Tesla owners looking to trade in their Cybertrucks are facing substantial losses, as recent feedback has shown depreciation rates as high as 45% since Tesla officially began accepting trade-ins. According to data recently released by vehicle valuation platform CarGurus, the Cybertruck, which entered the market with significant fanfare and anticipation, is now depreciating sharply just months after hitting customers’ driveways.
Two separate Cybertruck owners, interviewed by Business Insider, illustrated this brand new reality with stark examples. One owner, who bought a 2024 all-wheel-drive model at $100,000 and accumulated fewer than 20,000 miles, received a trade-in offer from Tesla of only $63,100, equating to a depreciation hit of 37%. Another individual, who purchased Tesla’s flagship $127,000 “Cyberbeast” model just last September, received an appraisal of $78,200, marking a 38% drop in value over just eight months.

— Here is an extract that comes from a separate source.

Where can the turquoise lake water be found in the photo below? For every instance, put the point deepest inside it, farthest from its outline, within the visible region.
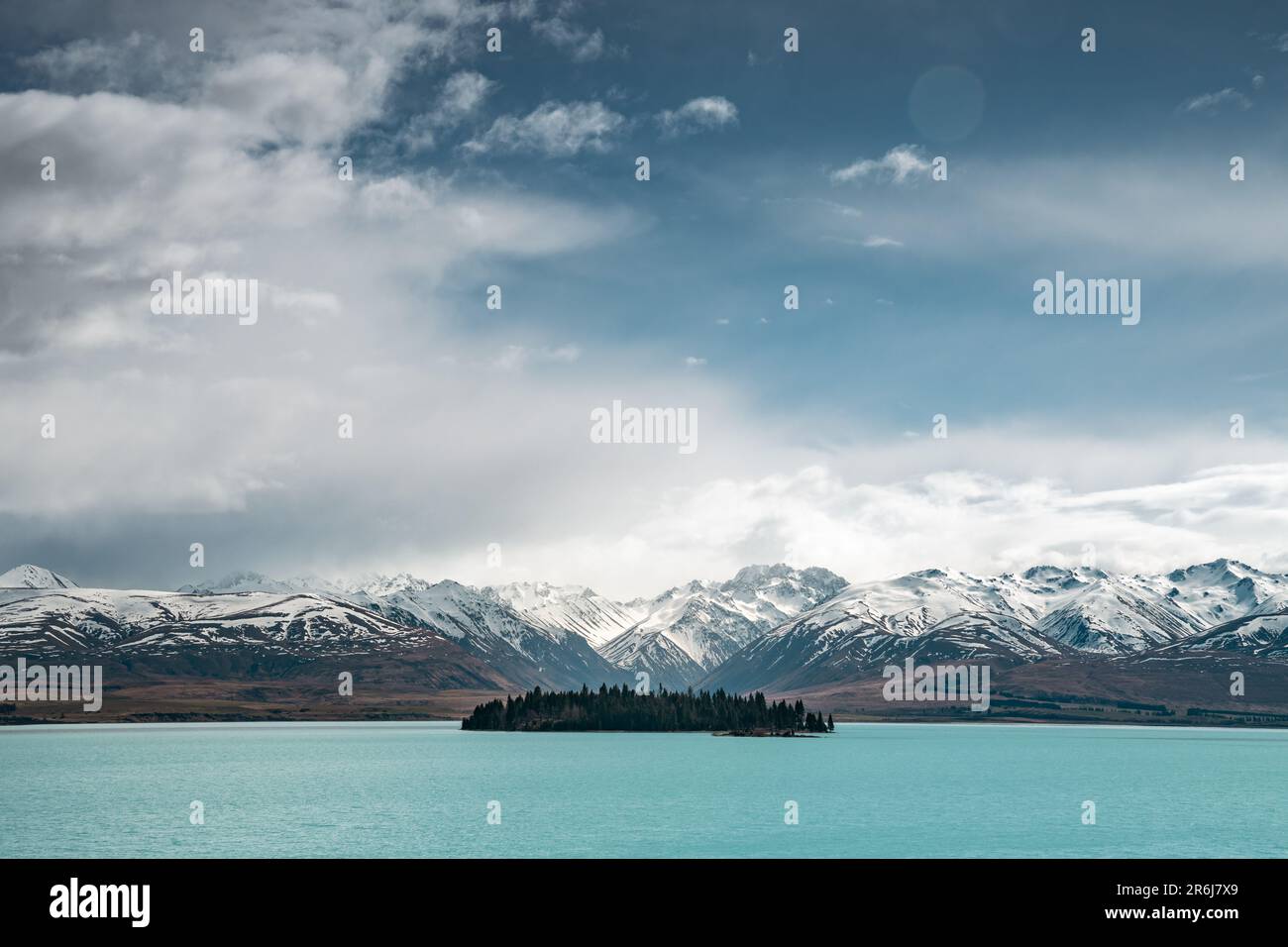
(423, 789)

Tesla’s initial policies had explicitly restricted owners from reselling their Cybertrucks, a move intended to prevent speculative flipping amid high demand, and possibly also to shield the company from negative attention due to ongoing quality control problems. These problems have included documented cases of malfunctioning accelerator pedals and physical issues such as trim pieces unexpectedly detaching, factors likely contributing to diminished enthusiasm among early adopters.
While it’s widely understood that trade-in values provided directly by auto manufacturers or dealers typically fall below what private-party sales can fetch, the severity of depreciation seen with the Cybertruck stands out, even considering the historically fast depreciation associated with electric vehicles. According to industry analysis, some electric models across various brands can lose up to half their market worth within the first year of ownership alone.